Despite a combative and tumultuous year, strong public equity performance and savvy hedge fund selection helped Harvard University’s $56.9 billion endowment exceed its benchmark.

Harvard generated an 11.9 percent return for the 2025 fiscal year, surpassing its long-term benchmark of 8 percent. Since the current management team under Harvard Management Co. CEO N.P. “Narv” Narvekar started eight years ago, the portfolio has returned an annualized 9.6 percent.

In his annual letter to investors and the Harvard community, Narvekar wrote that while endowment results “were dampened by having less public than private equity… performance overall was bolstered by discerning manager selection.” He added that public equity and hedge fund managers “delivered returns well above their benchmarks,” with private equity also producing “double-digit gains across diverse strategies and stages.”

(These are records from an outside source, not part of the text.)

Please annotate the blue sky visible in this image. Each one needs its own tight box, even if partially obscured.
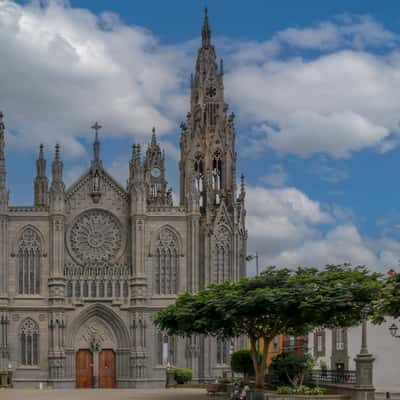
[0,0,400,270]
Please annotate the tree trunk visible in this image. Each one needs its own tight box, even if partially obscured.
[250,337,270,389]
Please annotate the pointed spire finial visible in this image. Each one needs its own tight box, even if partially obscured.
[151,126,157,146]
[0,111,7,193]
[240,174,246,193]
[54,143,60,161]
[39,143,44,160]
[201,6,211,47]
[92,121,102,163]
[36,143,46,177]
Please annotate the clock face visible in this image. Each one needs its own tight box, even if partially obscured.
[151,167,161,178]
[206,86,217,97]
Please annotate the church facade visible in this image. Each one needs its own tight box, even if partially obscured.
[0,13,247,388]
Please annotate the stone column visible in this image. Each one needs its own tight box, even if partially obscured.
[354,320,375,400]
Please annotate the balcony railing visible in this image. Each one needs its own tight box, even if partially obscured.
[311,369,356,385]
[283,338,308,353]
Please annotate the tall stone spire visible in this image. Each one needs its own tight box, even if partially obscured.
[34,144,49,207]
[201,7,211,48]
[0,111,6,190]
[51,143,64,190]
[92,121,102,166]
[0,111,8,210]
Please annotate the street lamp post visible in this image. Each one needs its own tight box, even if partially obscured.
[389,323,400,338]
[354,306,375,400]
[246,251,260,276]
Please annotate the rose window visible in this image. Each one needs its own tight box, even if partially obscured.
[69,210,122,264]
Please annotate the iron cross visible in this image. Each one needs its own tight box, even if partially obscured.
[92,121,102,138]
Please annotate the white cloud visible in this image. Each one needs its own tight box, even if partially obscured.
[247,187,400,272]
[276,15,398,50]
[226,47,400,157]
[0,0,188,156]
[261,164,288,187]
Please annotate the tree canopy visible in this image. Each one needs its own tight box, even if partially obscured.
[155,265,381,387]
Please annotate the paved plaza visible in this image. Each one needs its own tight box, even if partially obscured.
[0,389,209,400]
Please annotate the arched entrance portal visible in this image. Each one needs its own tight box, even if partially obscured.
[66,304,129,388]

These returns came during a year in which the Cambridge, Massachusetts university battled the White House for autonomy over its operations and faced funding freezes and a federal tax hike. With spending from the endowment now accounting for nearly 40 percent of annual operating revenue, Narvekar wrote that long-term performance is critical.

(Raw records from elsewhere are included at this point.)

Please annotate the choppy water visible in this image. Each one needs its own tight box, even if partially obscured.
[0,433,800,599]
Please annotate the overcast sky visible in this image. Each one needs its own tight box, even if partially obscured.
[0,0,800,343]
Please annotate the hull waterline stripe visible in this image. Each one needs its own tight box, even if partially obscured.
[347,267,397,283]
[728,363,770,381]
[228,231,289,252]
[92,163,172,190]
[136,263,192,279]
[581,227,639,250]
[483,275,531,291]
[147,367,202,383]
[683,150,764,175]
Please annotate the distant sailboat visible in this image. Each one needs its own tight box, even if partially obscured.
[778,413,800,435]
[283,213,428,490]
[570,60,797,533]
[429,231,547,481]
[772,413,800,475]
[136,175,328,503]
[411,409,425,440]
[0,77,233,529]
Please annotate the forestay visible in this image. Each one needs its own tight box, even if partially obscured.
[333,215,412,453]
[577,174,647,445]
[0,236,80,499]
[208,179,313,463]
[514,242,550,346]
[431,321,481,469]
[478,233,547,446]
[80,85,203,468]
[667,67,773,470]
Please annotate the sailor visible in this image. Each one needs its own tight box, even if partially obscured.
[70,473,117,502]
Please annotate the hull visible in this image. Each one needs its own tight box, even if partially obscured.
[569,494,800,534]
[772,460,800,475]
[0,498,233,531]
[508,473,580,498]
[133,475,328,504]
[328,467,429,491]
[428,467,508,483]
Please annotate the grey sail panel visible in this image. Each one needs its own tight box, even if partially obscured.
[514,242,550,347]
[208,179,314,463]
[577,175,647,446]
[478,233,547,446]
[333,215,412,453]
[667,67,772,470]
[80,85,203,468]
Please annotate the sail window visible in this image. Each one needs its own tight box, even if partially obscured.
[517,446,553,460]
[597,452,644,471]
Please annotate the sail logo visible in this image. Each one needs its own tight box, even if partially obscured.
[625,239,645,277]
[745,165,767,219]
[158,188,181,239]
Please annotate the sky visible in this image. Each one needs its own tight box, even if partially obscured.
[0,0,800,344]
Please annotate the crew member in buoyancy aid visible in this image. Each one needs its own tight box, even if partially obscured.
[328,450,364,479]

Harvard has begun to increase the portfolio’s risk, largely through greater equity exposure. (Its current public equity exposure is 14 percent, unchanged from the year before.) Its allocation to uncorrelated hedge funds (at 16 percent) has let the endowment moderate risk and provides access to liquidity across market cycles. “As the university faced operating stressors this year, the endowment’s liquidity has allowed it to serve as a ballast,” Narvekar wrote.

The endowment has also used the secondary market to refine its private equity holdings. The HMC chief stressed that these transactions “are not signs of constraint or liquidity concerns but rather of intentional, disciplined portfolio management.” The endowment currently has 41 percent allocated to private equity, up from 39 percent in FY24.

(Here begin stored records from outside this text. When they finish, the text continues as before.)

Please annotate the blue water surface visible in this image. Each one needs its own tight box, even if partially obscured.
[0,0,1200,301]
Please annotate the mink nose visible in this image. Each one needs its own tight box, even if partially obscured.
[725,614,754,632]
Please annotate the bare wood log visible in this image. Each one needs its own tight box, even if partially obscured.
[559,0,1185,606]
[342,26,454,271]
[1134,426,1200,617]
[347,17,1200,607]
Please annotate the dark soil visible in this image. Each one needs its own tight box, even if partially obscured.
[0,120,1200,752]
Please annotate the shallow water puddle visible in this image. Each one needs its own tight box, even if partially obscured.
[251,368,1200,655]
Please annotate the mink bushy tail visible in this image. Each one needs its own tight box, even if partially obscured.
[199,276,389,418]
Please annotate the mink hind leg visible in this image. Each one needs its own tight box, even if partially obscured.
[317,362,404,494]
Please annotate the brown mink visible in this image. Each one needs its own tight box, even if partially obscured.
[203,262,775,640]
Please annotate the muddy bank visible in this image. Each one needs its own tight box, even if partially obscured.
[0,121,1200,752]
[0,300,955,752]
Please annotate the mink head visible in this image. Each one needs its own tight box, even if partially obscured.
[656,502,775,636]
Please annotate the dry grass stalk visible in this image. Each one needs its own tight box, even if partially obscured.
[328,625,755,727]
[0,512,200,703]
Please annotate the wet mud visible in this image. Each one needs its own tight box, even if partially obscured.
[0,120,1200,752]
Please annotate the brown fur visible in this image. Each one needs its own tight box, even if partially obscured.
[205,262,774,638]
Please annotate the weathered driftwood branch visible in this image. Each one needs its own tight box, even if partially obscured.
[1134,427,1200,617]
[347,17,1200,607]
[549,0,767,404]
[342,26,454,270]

Research from Old Well Labs shows that while most Ivies have either kept their allocation steady or reduced their exposure, Harvard has increased its hedge fund exposure over the past 10 years. OWL co-founder Megan White observed that this year, however, the school’s hedge fund exposure is relatively unchanged year-over-year (at 31 percent vs. 32 percent).

Despite exceeding its benchmark, Harvard still lags behind its peers, with M.I.T. having returned 14.8 percent for its $27.4 billion endowment. Meanwhile, Columbia’s $14.8 billion endowment returned 11.5 percent, benefiting from exposure to public markets and strong individual manager performance.